Et ton flot clapoteux

Me tourmente l'estomac

Ca y est ça recommence

Aaaahhh beuueueueueuuuu...

Donc...

                                         

 

       L'équipier Blanc et Rouge, Jean Paul, étant vraiment HS ( ne répond plus aux questions, ne boit plus) et l'équipier Bleu, Jean, n'étant plus capable d'aller au pied de mat pour prendre le troisième ris,  le 'pitaine y va, jugeant que treize noeuds pour dix mètres à la flottaison, c'est ambitieux en diable, puis décide le demi-tour avant la nuit noire... Retour à Port Médoc...

   A terre à nouveau, conciliabule et introspection, regrets et doutes, envies et refus, orgueil avoué ou non et fumée blanche...

  On repart à deux, le troisième préférant se sacrifier plutôt que de faire risquer aux deux autres un deuxième et définitif retour.

   D'autant que le calendrier bat de l'aile maintenant de quatre jours ! Deuxième départ donc, le 25 juillet à 14h, cette fois par les passes Ouest, et cap à l'ouest au maximim pour éviter d'engolfer une deuxième fois...

    Mais que nenni, le vent nous oblige quand même à une belle virgule à la hauteur de Cap Breton.

             

   Le passage par le travers de cap Finistère, une soixantainr d'heures après le départ sera énergique. Nous le saluons pourtant à plus de soixante nautiques, montrant par là un respect significatif !

   Moins de huit jours après, à plus de 130 miles par jour, Chimère semble prête à dépasser nos prévisions les plus optimistes : Nous évaluons, Jean et moi, l'arrivée à São Miguel dans les 48 à 60 heures...

                                         

  Le téléphone satellite via Agnès nous donne la météo tous les soirs, et à midi Jean prend des nouvelles du reste de la terre.

  Un merci ému au meilleur équipier de grand large, le seul toujours prêt, toujours vaillant, même si parfois ses susceptibilités peuvent énerver... J'ai bien sûr nommé la Navik, notre régulateur d'allures, surnommé Jean Paul en hommage à l'équipier qui nous a laissés, et qui adore barrer. La Navik a barré 24/24, 7/7... Tous vents, toutes mers.

                

 

                                                                                         Même pendant les baignades !

 

                 

 

        Et puis le vent est passé pleine face, en molissant ... Moteur, essais divers pour gagner quand même un peu en cap et en vitesse.

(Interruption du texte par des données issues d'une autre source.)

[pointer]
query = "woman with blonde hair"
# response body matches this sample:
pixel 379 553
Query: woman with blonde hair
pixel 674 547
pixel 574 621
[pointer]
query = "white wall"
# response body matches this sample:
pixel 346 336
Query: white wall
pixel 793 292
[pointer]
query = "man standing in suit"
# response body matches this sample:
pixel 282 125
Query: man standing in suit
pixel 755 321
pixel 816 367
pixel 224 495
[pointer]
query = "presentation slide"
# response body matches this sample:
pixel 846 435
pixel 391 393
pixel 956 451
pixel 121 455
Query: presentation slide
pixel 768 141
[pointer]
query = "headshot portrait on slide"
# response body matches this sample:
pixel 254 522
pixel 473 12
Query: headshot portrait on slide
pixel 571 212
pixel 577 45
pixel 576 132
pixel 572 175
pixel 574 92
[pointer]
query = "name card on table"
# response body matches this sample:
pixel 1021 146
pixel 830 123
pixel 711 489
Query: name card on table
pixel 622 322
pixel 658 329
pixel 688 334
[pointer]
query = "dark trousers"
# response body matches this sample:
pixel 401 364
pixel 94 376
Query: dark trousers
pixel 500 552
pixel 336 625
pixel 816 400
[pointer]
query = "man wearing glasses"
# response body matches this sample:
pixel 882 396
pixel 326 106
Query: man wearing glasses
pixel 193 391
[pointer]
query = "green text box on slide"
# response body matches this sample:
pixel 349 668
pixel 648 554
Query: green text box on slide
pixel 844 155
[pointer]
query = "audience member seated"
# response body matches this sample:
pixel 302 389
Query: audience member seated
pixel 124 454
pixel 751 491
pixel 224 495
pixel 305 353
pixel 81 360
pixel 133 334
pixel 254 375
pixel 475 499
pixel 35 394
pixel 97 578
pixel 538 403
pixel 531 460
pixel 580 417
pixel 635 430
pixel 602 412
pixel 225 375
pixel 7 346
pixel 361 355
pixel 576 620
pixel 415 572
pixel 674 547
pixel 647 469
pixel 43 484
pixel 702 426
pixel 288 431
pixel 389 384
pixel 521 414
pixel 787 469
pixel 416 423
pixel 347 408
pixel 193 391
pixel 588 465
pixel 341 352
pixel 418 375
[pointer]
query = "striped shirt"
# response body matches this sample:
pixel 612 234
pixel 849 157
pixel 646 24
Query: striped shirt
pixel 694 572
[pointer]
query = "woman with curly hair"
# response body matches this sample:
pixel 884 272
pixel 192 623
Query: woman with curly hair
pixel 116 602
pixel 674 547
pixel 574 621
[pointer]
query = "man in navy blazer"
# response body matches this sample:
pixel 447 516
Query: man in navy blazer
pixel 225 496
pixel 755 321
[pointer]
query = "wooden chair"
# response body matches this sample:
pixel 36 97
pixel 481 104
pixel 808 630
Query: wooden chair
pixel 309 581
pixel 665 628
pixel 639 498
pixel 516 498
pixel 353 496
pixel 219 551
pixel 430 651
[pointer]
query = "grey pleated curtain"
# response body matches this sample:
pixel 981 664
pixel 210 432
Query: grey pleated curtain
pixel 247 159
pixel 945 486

        A l'approche, longue et secouée, du cap sud est de l'île de São Miguel, la mer s'est transformée en shacker entre les mains d'un barman très inspiré. Cocktail houleux, sec et court, mouillant et froid. Impossible la nuit venu d'apercevoir ni l'île, pourtant à moins de vingt nautiques sur le GPS... ni son phare de Punta do Arnel ! Inquiétude de Jean, qui met en doute le GPS. Vérification faite sur celui d'un téléphone portable, soit les satellites sont bourrés, soit on est bien à moins dans les vingt miles de l'arrondi au sud est de l'île.

       Dure, la dernière nuit... Descendre sur Santa Maria, la petite île à cinquante miles das le sud ? Continuer à tirer des bords carrés contre une mer sèche en staccatos wagnériens ? La réserve de gazole ne permet plus guère de se fier à elle et de toute façon, c'est déplaisant. Je ne décide rien, préférant heure après heure attendre que le vent et la mer acceptent de coopérer. Ce qui énerve fortement l'équipage...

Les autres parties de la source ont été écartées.